ECEESPE2025 Poster Presentations Bone and Mineral Metabolism (112 abstracts)
1University Hospital Würzburg, Department of Internal Medicine I, Division of Endocrinology and Diabetes, Würzburg, Germany; 2Funktionsbereich Endokrinologie und Stoffwechsel, I. Medizinische Klinik, Universitätsklinikum, Augsburg, Germany
JOINT3387
Background: Chronic hypoparathyroidism (hypoPT) is characterized by insufficient production of parathyroid hormone, resulting in hypocalcemia and hyperphosphatemia. This condition can lead to hypercalciuria, which is a common finding in patients with chronic hypoparathyroidism and can contribute to long-term renal complications such as nephrocalcinosis, kidney stones, and impaired renal function. Current guidelines suggest adjustment of calcium and active vitamin D and/or treatment with thiazide diuretics to reduce hypercalciuria. However, data regarding their efficacy is lacking.
Methods: We retrospectively analyzed urinary calcium excretion in 244 patients with chronic hypoparathyroidism from two different German centers (Wuerzburg n = 224, Augsburg n = 20) between 1999 and 2024 (median age 52 years [IQR 19-82], 75% female, 91% postsurgical hypoPT). A total of 1231 patient-years were recorded with a median of 4. 2 [IQR 1-24] visits per patient and a median follow-up of 5 [IQR 0-23] years.

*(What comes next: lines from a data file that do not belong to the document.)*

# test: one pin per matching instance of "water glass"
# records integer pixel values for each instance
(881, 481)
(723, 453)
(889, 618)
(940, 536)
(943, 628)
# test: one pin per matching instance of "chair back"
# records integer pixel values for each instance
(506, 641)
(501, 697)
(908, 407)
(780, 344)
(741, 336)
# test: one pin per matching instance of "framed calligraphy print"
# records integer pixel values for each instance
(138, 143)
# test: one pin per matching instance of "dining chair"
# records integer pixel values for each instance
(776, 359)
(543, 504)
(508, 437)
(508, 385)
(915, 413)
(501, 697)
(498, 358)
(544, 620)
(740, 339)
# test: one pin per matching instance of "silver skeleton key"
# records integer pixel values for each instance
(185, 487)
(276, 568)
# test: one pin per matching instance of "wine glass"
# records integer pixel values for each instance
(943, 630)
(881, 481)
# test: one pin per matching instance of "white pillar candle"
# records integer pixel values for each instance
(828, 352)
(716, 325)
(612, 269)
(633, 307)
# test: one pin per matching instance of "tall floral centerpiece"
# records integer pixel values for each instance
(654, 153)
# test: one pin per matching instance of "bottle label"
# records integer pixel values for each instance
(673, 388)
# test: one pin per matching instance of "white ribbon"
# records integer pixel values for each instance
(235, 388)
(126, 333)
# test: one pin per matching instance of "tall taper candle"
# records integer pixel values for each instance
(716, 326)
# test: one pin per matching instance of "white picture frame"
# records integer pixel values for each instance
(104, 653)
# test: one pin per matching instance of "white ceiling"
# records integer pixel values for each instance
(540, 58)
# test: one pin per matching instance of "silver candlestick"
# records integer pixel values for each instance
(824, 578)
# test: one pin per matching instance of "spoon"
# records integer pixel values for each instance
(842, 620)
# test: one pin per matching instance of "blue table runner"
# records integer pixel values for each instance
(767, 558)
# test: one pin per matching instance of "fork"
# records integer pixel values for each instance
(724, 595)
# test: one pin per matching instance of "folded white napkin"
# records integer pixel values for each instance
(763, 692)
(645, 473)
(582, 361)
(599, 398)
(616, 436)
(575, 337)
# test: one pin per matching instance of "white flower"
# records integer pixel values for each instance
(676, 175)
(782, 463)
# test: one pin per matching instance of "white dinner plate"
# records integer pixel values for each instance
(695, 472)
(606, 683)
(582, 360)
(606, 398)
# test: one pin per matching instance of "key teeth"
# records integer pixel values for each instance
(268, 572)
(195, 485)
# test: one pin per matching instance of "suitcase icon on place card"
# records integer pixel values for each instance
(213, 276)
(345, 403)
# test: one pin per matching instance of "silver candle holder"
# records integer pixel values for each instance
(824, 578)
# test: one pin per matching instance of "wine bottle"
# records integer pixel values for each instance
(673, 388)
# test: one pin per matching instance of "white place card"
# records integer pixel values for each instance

Results: At baseline (first recorded visit), 39% (n = 95) of patients presented with hypercalciuria, whereas concomitant treatment with thiazide diuretics occurred only in 13% of patients. During time of data collection, thiazide treatment was initiated in 97 cases. The majority of patients received hydrochlorothiazide (73%) at a median daily dose of 22 mg [IQR 12. 5-50]. Initiation of thiazide treatment led to a significant reduction of urinary calcium excretion (-2. 31 mmol/d, P < 0. 001) at the next recorded visit. This effect was even more pronounced in case of hypercalciuria at treatment initiation (-3. 49 mmol/d, P < 0. 001, n = 68). Interestingly, higher thiazide doses did not lead to a greater reduction of urinary calcium and 70% of patients remained hypercalciuric despite initiation of thiazide treatment. Serum albumin-corrected calcium remained unchanged during treatment. Reduction of oral calcium supplementation by 833 mg/d (median) led to a significant decrease of urinary calcium (-1. 79 mmol/d, P < 0. 001 for the whole cohort, -2. 86 mmol/l, P < 0. 001 for hypercalciuric patients at baseline), whereas a reduction of calcitriol by 0. 5 µg/d decreased urinary calcium excretion by 2. 8 mmol/d at the following visit.
Conclusion: Hypercalciuria frequently occurs in patients with hypoPT. Thiazides, as well as dose reduction of calcium or active vitamin D significantly reduce urinary calcium excretion. However, even the combination of both approaches was still not sufficient to lower urinary calcium into the normal range.